Slated for a US$5 billion investment by Sprint in coming years, Xohm is supposed to provide 2Mbit/sec to 4 Mbit/sec in wireless broadband speeds to 100 million users, starting in a nationwide rollout next year, Forsee told analysts and the press in August.
Intel and Sprint share a similar vision of the future: The high-speed wireless network called WiMax. With Forsee now out of the picture, the era of WiMax, and Intel's plans to capitalize on it, have hit a speed bump.
According to some analysts, Sprint's plans to spend $5 billion to build a nationwide WiMax network in the next several years are now in question.

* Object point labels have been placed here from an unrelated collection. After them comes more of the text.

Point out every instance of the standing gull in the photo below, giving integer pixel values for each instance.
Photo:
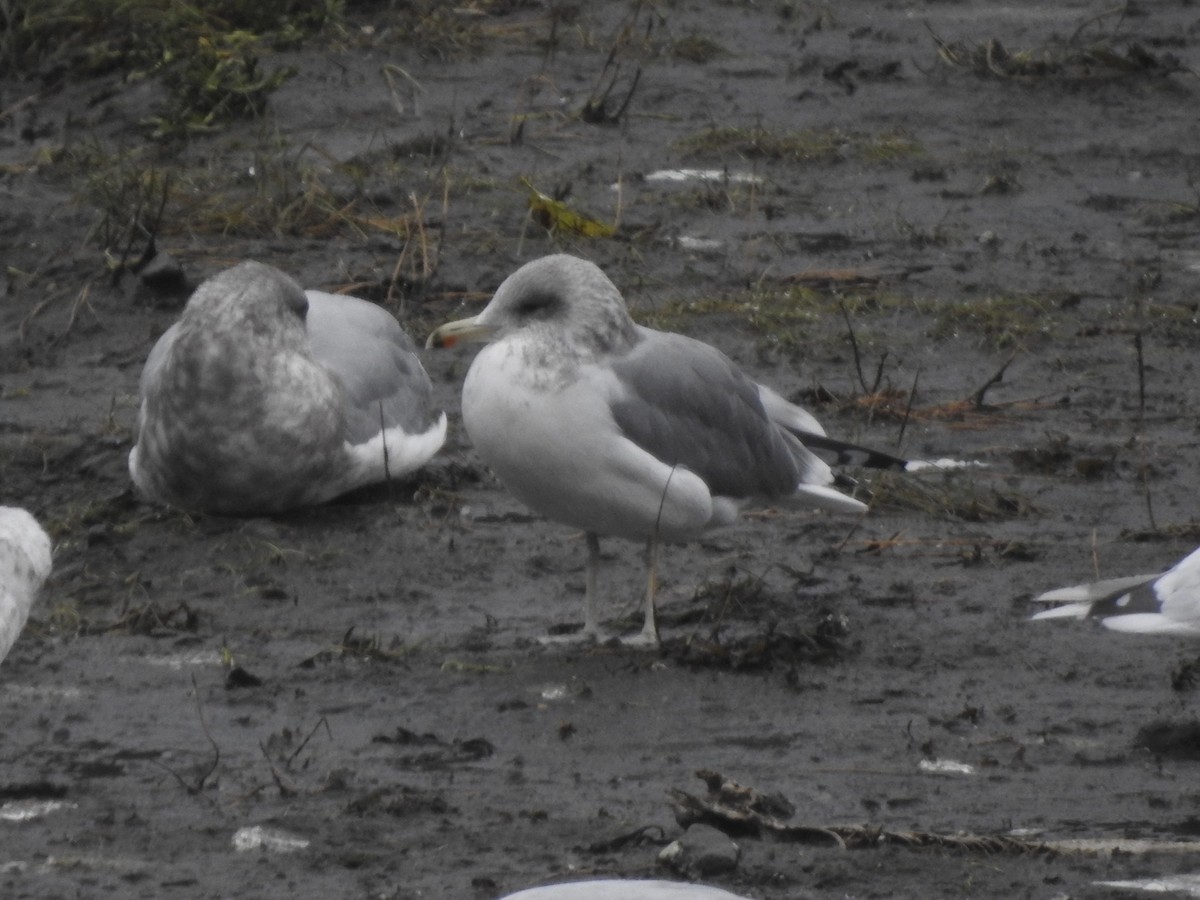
(615, 429)
(265, 397)
(1162, 604)
(24, 567)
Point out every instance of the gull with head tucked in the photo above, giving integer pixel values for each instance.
(616, 429)
(264, 397)
(1159, 604)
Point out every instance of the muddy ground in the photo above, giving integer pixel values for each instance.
(365, 681)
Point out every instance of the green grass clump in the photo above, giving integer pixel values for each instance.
(1000, 321)
(207, 55)
(785, 316)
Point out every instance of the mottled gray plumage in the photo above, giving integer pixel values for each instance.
(616, 429)
(263, 399)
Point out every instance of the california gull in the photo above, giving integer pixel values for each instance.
(24, 567)
(265, 397)
(1161, 604)
(616, 429)
(618, 889)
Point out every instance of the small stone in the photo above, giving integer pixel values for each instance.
(702, 851)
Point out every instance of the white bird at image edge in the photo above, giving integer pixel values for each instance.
(24, 567)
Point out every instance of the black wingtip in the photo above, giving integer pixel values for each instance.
(841, 453)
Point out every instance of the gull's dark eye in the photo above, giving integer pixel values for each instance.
(299, 304)
(538, 305)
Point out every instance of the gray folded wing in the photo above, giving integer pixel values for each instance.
(365, 347)
(689, 405)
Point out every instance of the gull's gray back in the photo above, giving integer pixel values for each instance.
(375, 360)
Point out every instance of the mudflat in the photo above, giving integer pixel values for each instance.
(954, 231)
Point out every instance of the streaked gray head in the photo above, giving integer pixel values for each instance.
(251, 295)
(564, 298)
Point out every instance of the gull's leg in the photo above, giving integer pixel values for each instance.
(649, 634)
(591, 601)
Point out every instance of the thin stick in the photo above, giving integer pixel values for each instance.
(907, 409)
(995, 379)
(853, 345)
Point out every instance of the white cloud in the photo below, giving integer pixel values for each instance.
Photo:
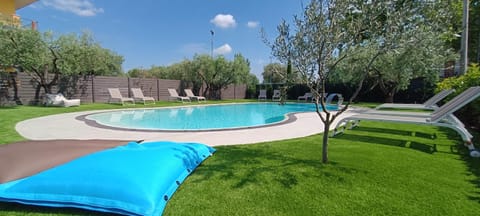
(252, 24)
(224, 49)
(224, 21)
(78, 7)
(194, 48)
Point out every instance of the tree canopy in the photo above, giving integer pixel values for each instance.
(215, 73)
(46, 57)
(358, 39)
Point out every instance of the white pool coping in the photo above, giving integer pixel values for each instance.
(66, 126)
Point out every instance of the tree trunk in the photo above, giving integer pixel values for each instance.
(326, 129)
(389, 97)
(15, 90)
(37, 94)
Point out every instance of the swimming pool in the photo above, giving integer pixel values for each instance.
(200, 118)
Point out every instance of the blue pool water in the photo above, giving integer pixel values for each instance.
(194, 118)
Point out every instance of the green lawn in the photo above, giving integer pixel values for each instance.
(374, 169)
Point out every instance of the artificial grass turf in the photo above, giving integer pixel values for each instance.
(374, 169)
(383, 174)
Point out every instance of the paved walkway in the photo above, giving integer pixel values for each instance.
(65, 126)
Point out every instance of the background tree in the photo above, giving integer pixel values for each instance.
(313, 49)
(272, 73)
(330, 33)
(218, 73)
(45, 57)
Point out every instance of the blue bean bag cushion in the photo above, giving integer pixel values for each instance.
(134, 179)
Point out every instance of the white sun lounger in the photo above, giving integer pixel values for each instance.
(60, 100)
(305, 97)
(174, 95)
(190, 94)
(429, 104)
(442, 117)
(138, 95)
(116, 95)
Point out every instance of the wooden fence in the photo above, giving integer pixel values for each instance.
(93, 89)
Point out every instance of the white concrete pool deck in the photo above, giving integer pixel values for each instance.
(66, 126)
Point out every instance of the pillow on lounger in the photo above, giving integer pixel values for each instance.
(134, 179)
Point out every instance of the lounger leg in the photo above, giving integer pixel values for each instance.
(473, 152)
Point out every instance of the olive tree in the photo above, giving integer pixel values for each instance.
(330, 32)
(218, 73)
(46, 57)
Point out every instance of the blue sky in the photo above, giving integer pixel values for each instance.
(163, 32)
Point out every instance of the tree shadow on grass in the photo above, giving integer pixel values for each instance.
(396, 132)
(473, 164)
(260, 166)
(422, 147)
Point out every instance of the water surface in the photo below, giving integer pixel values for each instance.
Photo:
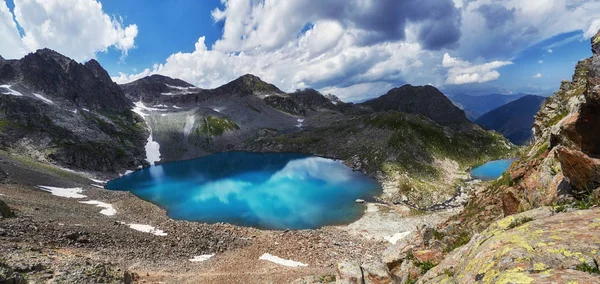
(270, 191)
(491, 170)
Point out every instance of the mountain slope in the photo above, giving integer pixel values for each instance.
(423, 100)
(476, 106)
(55, 109)
(515, 119)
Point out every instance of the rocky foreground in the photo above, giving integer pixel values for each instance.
(538, 223)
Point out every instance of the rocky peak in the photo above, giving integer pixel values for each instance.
(98, 72)
(160, 79)
(312, 99)
(333, 98)
(596, 43)
(249, 85)
(423, 100)
(49, 54)
(56, 76)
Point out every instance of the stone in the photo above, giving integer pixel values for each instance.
(130, 277)
(434, 256)
(596, 43)
(5, 211)
(396, 253)
(547, 249)
(582, 171)
(510, 203)
(349, 273)
(376, 273)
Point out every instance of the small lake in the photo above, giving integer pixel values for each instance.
(267, 191)
(491, 170)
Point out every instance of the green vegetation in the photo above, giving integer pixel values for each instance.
(214, 126)
(504, 180)
(558, 117)
(327, 278)
(424, 266)
(588, 268)
(462, 239)
(518, 222)
(560, 208)
(32, 164)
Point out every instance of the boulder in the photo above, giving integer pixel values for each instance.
(582, 171)
(349, 273)
(536, 246)
(510, 203)
(376, 273)
(596, 43)
(5, 211)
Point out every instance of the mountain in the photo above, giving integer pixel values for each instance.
(515, 119)
(422, 100)
(476, 106)
(72, 114)
(158, 89)
(62, 111)
(532, 214)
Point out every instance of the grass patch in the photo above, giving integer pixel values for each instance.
(463, 238)
(558, 117)
(588, 268)
(518, 222)
(505, 179)
(214, 126)
(560, 209)
(31, 164)
(326, 278)
(424, 266)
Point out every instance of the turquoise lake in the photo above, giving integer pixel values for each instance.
(267, 191)
(491, 170)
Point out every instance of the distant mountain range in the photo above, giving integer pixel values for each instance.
(476, 106)
(514, 119)
(74, 115)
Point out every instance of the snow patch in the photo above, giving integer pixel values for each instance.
(152, 147)
(152, 150)
(180, 88)
(393, 239)
(281, 261)
(46, 100)
(189, 124)
(108, 210)
(64, 192)
(147, 229)
(200, 258)
(98, 181)
(11, 91)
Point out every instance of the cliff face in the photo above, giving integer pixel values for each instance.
(422, 100)
(532, 224)
(55, 109)
(515, 119)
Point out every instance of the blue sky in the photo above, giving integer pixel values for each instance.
(354, 49)
(161, 32)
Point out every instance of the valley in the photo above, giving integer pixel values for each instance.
(67, 129)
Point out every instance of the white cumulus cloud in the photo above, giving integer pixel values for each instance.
(463, 72)
(76, 28)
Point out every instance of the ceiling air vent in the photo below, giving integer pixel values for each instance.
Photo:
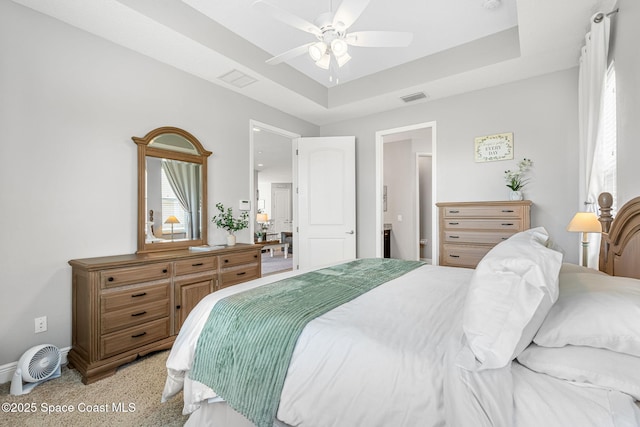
(414, 97)
(237, 78)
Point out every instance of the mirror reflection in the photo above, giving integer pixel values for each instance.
(173, 200)
(172, 190)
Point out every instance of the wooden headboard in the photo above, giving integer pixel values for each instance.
(620, 243)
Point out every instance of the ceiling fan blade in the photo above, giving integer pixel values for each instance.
(287, 17)
(379, 38)
(348, 12)
(292, 53)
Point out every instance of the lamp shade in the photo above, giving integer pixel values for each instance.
(172, 220)
(585, 222)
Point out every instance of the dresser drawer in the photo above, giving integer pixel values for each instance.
(195, 265)
(462, 256)
(126, 275)
(239, 259)
(483, 224)
(134, 296)
(137, 336)
(236, 275)
(483, 211)
(492, 237)
(115, 320)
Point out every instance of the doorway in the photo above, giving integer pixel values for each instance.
(273, 178)
(405, 185)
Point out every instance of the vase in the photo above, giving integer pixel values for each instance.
(516, 195)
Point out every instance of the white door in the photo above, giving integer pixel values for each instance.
(326, 201)
(281, 207)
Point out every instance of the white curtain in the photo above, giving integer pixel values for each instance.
(593, 70)
(184, 179)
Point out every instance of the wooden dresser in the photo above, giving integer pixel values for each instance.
(468, 230)
(129, 305)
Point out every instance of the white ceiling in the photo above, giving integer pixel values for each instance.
(435, 26)
(458, 46)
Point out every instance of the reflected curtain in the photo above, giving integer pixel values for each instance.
(591, 81)
(184, 179)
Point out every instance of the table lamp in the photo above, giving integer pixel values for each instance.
(585, 222)
(172, 220)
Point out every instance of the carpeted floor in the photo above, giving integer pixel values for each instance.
(276, 264)
(131, 397)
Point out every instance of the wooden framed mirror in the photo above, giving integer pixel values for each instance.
(172, 190)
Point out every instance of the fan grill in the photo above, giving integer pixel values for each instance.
(44, 362)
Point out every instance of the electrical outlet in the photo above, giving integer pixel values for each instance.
(41, 324)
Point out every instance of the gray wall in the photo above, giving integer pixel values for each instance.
(542, 114)
(69, 105)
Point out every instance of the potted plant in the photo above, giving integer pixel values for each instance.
(224, 219)
(515, 179)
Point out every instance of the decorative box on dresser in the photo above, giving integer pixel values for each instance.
(129, 305)
(468, 230)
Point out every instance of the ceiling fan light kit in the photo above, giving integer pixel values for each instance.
(317, 50)
(331, 32)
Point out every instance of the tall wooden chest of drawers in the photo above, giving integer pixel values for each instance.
(468, 230)
(126, 306)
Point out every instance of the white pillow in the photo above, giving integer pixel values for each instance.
(603, 368)
(511, 291)
(594, 310)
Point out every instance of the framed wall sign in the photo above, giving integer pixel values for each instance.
(494, 147)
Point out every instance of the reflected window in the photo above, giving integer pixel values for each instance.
(171, 207)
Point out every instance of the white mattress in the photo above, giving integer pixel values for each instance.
(389, 358)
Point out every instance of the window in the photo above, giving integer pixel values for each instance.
(608, 151)
(171, 206)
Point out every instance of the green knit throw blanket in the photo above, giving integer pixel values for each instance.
(244, 349)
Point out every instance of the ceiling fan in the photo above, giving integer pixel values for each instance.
(331, 33)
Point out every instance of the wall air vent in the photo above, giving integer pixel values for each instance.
(414, 97)
(237, 78)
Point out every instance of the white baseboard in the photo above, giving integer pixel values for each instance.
(6, 371)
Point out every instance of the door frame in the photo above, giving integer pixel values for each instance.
(294, 171)
(418, 156)
(380, 183)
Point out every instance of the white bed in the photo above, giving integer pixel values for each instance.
(443, 346)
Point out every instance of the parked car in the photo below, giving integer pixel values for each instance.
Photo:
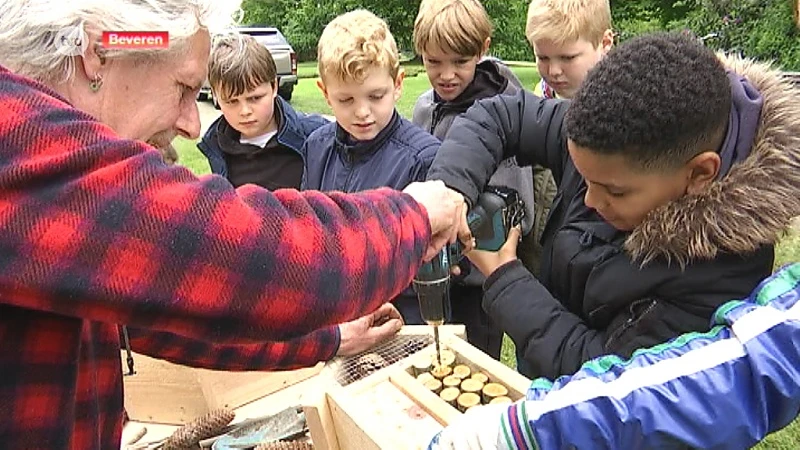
(281, 51)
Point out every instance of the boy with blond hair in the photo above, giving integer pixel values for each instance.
(369, 145)
(568, 38)
(453, 38)
(257, 139)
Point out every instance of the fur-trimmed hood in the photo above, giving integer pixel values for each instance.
(749, 207)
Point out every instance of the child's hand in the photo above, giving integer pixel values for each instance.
(488, 262)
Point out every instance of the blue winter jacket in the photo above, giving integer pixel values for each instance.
(293, 130)
(724, 389)
(399, 155)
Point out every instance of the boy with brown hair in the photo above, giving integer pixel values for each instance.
(257, 139)
(453, 38)
(369, 145)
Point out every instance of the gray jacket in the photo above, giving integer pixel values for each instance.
(492, 77)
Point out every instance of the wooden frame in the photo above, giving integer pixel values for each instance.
(167, 393)
(390, 409)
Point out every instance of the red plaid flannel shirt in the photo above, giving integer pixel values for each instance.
(96, 231)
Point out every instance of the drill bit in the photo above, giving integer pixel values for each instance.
(438, 347)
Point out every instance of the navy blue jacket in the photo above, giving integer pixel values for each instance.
(293, 130)
(399, 155)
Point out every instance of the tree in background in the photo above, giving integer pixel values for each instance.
(762, 29)
(302, 22)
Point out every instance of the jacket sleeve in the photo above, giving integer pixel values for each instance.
(311, 122)
(497, 128)
(424, 161)
(305, 351)
(99, 228)
(551, 339)
(724, 389)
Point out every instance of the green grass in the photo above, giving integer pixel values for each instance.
(308, 98)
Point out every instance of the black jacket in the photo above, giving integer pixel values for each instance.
(608, 292)
(293, 129)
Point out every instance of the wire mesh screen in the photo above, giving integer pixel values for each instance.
(354, 368)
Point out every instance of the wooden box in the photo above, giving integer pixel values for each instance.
(167, 393)
(391, 409)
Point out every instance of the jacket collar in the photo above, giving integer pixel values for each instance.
(353, 150)
(289, 133)
(488, 82)
(749, 207)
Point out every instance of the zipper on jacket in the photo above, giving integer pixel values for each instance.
(631, 320)
(350, 160)
(436, 117)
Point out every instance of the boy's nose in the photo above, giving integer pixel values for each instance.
(362, 110)
(592, 198)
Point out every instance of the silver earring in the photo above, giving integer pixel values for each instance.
(96, 83)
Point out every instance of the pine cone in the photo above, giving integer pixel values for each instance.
(190, 435)
(369, 363)
(285, 445)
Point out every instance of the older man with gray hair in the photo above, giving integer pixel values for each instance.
(96, 230)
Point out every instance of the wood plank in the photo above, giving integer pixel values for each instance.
(234, 389)
(516, 383)
(320, 423)
(350, 434)
(162, 392)
(430, 402)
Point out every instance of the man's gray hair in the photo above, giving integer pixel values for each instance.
(40, 38)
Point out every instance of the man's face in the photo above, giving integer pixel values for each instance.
(154, 102)
(363, 109)
(251, 113)
(622, 194)
(564, 66)
(449, 72)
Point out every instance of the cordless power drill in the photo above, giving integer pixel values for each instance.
(497, 210)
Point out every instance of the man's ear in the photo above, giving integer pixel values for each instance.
(702, 170)
(93, 59)
(321, 87)
(398, 84)
(608, 41)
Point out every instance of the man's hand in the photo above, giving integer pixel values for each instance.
(447, 213)
(368, 331)
(477, 429)
(488, 262)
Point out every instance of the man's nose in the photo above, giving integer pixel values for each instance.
(188, 123)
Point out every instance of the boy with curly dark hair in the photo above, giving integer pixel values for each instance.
(677, 172)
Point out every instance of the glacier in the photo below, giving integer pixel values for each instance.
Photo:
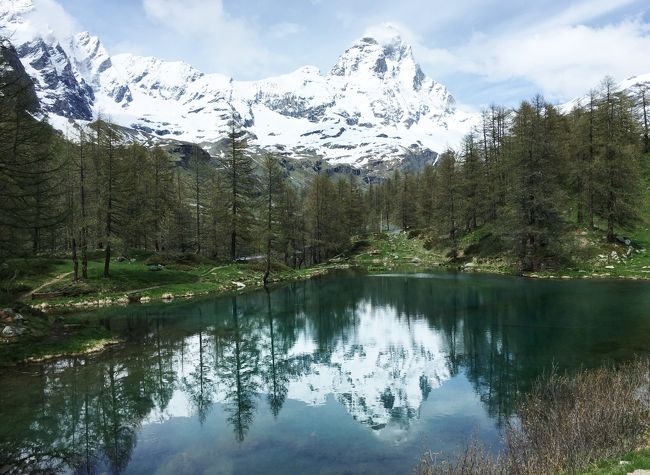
(375, 106)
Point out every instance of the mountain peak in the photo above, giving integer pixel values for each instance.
(385, 34)
(380, 54)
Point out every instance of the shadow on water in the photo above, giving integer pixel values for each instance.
(352, 373)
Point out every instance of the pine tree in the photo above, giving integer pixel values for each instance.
(472, 183)
(533, 219)
(272, 188)
(242, 185)
(618, 153)
(447, 200)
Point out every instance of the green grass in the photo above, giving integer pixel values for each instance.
(48, 338)
(383, 252)
(179, 279)
(624, 465)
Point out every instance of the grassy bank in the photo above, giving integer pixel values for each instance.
(45, 298)
(46, 283)
(567, 425)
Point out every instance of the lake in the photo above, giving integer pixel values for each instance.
(348, 374)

As valuable subscribers defect from Sprint and the company struggles to merge its operations with Nextel, the WiMax project hatched by Forsee looks like an expensive distraction. Sprint may well opt to pare the investment -- or possibly even pull the plug on the project entirely, reckons Pacific Crest Securities analyst Steve Clement.
That wouldn't be welcome news at Intel, which has tied a good deal of its product development to WiMax. Just last month at its developer conference, Intel executives outlined plans to integrate WiMax chips into a variety of devices, from laptop PCs to handheld gadgets.